(i) Since \((2x + 1)\) is a factor of \(p(x)\), substituting \(x = -\frac{1}{2}\) into \(p(x)\) should yield zero. Thus, \(p\left(-\frac{1}{2}\right) = 4\left(-\frac{1}{2}\right)^3 + a\left(-\frac{1}{2}\right) + 2 = 0\).

Calculating, \(-\frac{1}{2}\) cubed is \(-\frac{1}{8}\), so \(4\left(-\frac{1}{8}\right) = -\frac{1}{2}\).
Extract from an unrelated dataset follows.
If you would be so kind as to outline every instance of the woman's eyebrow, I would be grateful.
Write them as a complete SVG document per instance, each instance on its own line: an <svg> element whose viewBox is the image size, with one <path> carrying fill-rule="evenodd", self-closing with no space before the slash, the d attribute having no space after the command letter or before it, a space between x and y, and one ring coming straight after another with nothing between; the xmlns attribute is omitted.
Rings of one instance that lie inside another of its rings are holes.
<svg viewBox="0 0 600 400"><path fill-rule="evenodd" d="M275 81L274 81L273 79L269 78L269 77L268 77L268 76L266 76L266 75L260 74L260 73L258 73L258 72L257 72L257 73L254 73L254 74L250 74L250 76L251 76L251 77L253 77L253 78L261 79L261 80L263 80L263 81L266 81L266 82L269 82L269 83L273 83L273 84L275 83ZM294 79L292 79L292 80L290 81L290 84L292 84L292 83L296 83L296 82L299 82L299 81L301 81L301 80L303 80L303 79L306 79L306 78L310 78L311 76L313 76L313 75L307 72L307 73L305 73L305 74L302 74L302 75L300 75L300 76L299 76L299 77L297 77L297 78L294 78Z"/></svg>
Thus, \(-\frac{1}{2} - \frac{a}{2} + 2 = 0\).

Solving for \(a\), we get \(-\frac{a}{2} = -\frac{3}{2}\), so \(a = 3\).

(ii)(a) With \(a = 3\), \(p(x) = 4x^3 + 3x + 2\). Performing polynomial division of \(4x^3 + 3x + 2\) by \(2x + 1\), we obtain \(2x^2 - x + 2\) as the quotient.
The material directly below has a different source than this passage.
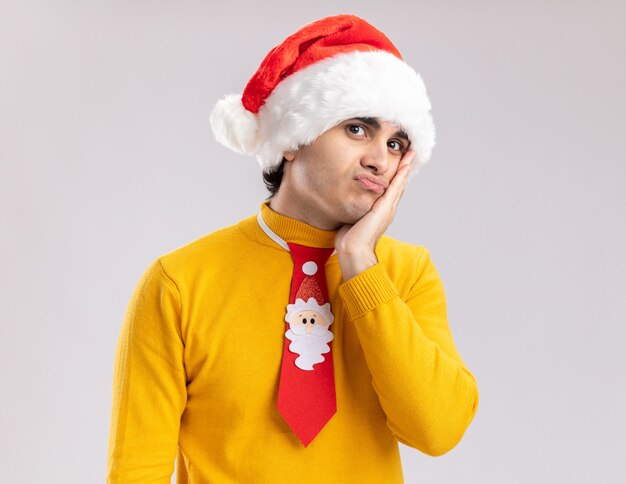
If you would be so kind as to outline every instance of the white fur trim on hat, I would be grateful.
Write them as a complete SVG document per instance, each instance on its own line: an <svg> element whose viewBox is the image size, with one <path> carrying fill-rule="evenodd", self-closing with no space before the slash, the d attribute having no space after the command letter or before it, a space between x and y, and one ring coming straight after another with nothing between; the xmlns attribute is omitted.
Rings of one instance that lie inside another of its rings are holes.
<svg viewBox="0 0 626 484"><path fill-rule="evenodd" d="M215 107L211 126L218 141L256 154L267 170L280 164L285 151L313 142L346 119L377 117L407 133L417 169L430 159L435 145L430 109L424 82L412 67L385 51L354 51L285 78L256 117L245 110L240 96L228 96Z"/></svg>
<svg viewBox="0 0 626 484"><path fill-rule="evenodd" d="M243 107L241 94L218 101L209 118L215 139L237 153L256 153L257 117ZM282 158L281 158L282 160Z"/></svg>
Thus, \(p(x) = (2x + 1)(2x^2 - x + 2)\).

(ii)(b) The critical value from \(2x + 1 = 0\) is \(x = -\frac{1}{2}\).

The quadratic \(2x^2 - x + 2\) is always positive since its discriminant \((-1)^2 - 4 \times 2 \times 2 = -15\) is negative, indicating no real roots and it opens upwards.

Thus, \(p(x) > 0\) for \(x > -\frac{1}{2}\).